Taxes are the main source of revenue for government. Proceeds from the tax collection are used to undertake government policies and to meet expenditure and other budgetary requirements.
Petroleum products are no exception from tax impositions as such various taxes, levies and margins are imposed on petroleum products before it is passed down to the consumer.
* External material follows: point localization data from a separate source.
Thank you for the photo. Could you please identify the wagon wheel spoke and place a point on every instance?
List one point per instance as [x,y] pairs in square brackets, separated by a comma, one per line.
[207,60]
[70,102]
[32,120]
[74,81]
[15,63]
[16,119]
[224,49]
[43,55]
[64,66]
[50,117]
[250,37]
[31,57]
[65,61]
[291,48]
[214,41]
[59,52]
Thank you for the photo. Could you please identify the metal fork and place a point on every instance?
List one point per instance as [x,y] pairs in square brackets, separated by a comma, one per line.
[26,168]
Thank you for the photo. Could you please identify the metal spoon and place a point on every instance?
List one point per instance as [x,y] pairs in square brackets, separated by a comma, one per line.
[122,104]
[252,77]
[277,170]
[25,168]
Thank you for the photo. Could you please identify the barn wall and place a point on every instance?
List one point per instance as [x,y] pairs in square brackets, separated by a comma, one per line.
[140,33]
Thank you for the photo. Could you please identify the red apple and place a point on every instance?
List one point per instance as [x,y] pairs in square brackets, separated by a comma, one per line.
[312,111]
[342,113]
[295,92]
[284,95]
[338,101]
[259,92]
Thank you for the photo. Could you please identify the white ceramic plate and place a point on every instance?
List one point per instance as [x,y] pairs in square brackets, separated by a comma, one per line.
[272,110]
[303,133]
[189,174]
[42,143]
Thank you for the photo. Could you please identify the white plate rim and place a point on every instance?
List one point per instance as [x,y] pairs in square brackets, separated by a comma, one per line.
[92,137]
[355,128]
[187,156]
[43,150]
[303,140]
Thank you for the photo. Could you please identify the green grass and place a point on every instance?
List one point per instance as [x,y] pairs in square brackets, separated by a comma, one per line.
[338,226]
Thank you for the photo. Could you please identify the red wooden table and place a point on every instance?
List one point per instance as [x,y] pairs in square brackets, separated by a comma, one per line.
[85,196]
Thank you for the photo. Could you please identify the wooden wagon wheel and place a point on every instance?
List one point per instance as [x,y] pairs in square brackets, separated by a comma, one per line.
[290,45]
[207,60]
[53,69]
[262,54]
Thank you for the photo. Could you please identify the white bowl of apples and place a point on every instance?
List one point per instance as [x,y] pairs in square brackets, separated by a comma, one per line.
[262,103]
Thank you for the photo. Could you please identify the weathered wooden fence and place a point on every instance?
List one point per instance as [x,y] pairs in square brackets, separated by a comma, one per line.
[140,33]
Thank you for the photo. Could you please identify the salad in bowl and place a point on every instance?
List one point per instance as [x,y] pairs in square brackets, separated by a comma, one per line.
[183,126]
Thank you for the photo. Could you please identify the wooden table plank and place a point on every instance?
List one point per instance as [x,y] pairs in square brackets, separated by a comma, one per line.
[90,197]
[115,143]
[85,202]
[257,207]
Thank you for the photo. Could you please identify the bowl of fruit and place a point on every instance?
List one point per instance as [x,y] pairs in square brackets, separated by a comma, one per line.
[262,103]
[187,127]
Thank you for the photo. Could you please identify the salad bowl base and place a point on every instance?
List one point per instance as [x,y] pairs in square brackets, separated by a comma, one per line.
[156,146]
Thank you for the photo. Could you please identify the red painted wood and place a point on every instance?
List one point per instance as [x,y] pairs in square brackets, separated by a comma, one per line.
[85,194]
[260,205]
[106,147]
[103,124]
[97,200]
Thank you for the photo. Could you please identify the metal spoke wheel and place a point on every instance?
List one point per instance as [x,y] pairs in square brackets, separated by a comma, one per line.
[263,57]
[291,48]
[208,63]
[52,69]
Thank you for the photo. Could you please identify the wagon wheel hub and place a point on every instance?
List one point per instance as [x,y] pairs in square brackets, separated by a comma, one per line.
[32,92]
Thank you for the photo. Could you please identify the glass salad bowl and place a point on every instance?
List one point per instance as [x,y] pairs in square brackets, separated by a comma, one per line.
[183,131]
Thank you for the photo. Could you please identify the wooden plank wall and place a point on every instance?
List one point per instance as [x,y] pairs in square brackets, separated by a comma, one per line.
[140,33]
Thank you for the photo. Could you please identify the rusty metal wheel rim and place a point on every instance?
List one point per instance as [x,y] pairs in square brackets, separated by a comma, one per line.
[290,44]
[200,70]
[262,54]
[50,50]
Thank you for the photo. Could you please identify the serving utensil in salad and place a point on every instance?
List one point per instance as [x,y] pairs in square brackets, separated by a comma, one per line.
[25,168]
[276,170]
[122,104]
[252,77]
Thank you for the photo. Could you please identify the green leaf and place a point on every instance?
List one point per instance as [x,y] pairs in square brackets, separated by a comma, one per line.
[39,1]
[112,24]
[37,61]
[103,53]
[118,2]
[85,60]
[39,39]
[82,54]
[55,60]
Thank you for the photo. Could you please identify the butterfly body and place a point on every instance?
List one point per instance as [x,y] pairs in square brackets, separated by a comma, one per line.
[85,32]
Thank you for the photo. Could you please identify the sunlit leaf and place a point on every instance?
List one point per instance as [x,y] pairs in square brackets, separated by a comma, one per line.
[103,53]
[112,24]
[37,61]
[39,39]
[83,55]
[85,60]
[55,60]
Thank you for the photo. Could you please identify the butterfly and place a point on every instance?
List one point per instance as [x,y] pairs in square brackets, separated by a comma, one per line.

Data shows that total taxes, levies and margins constitute 49%-51% of the ex-pump price.
The table below outlines the various taxes charged on petroleum products sold at the pumps.
LEVY | PURPOSE |
ENERGY DEBT RECOVERY LEVY
|
To facilitate the debt recovery of the Tema Oil Refinery, downstream petroleum sector, foreign exchange under recoveries and power generation and infrastructure support |
ROAD FUND
|
To support road maintenance |
ENERGY FUND
|
To support Energy Commission activities |
PRICE STABILISATION AND RECOVERY LEVY
|
To be used as buffer for under recoveries or subsidies or to stabilize petroleum prices for the consumer |
UPPF | To ensure parity in prices regardless of cost differential incurred due to location |
MARKETERS MARGIN | Represents the gross earnings due an OMC for every litre sold |
FUEL MARKING MARGIN | To pay for the marking of petroleum products to prevent tax revenue loss, smuggling, adulteration of petroleum products. |
BOST MARGIN | To be used to cover the maintenance and operating cost of petroleum product depots and to undertake expansion programs of the depot |
DEALERS MARGIN | The gross earnings due a Petroleum Retailer operating an OMC |
PRIMARY DISTRIBUTION MARGIN | To offset cost incurred in moving products from the coastal depots to in land depots |
SPECIAL PETROLEUM TAX (15% of Ex-Depot price) | As part of VAT reforms |
Source: Energy Sector Levies Act 2015 and National Petroleum Authority Regulations, 2012. (L.I. 2186)
The Ex-pump price is calculated as follows:
Ex-ref price (based on import parity) = CIF + Other related charges
Ex-Depot price= Ex-ref price+ Levies/Taxes
Ex-pump price= Ex-Depot price+ Marketing margins
In a deregulated regime, the NPA can do little to manipulate prices, therefore the consumer is exposed to the full effects of the forces of demand and supply in the market. However the taxes, levies and margins may be reviewed to alleviate the burden on petroleum consumers.